17. The judge then goes on to consider the Appellant's claim pursuant to Article 8. It is these findings that are challenged. It is accepted that the Appellant cannot satisfy paragraph 276ADE of the Immigration Rules. It is thereafter that the judge has gone on to consider the position outside the Rules and to consider the principles outlined in Razgar [2004] UKHL 27. She has made findings by way of conclusions on proportionality at paragraphs 60 to 67 and has given further consideration to the authority of JS (Former Unaccompanied Child - Durable Solution) Afghanistan [2013] UKUT 00568 (IAC) and latterly gone on to consider the public interest in maintaining immigration control at paragraph 68. Whether another judge would have reached the same conclusion is always a moot point but this judge heard the evidence. She has carried out a thorough analysis and has set out her reasons in detail. She has made findings that she is entitled to and I agree with the submissions made by Mr Smyth that she has given ample reasons as to why the appeal was allowed under Article 8 and that it is not appropriate to overturn unchallenged findings.

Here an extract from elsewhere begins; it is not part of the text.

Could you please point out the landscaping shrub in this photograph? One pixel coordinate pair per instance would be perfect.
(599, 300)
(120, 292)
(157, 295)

I acknowledge the point made by Mr Bramble that the decision may seem to be contrary to the views previously expressed on credibility particularly by Judge Malins but this is a detailed decision where full consideration of all the evidence including the previous facts have been taken into account. In such circumstances I am satisfied bearing in mind that the issue before me is whether or not there is an error of law in the finding that the Appellant's appeal should be allowed pursuant to Article 8 outside the Immigration Rules that there is no material error of law disclosed in the decision of the First-tier Tribunal Judge and in such circumstances the appeal of the Secretary of State is dismissed and the decision of the First-tier Tribunal is maintained.
Notice of Decision
The decision of the First-tier Tribunal discloses no material error of law and the appeal of the Secretary of State is dismissed and the decision of the First-tier Tribunal is maintained.
No anonymity direction is made.


Signed Date

Deputy Upper Tribunal Judge D N Harris


TO THE RESPONDENT
FEE AWARD
No application is made for a fee award and none is made.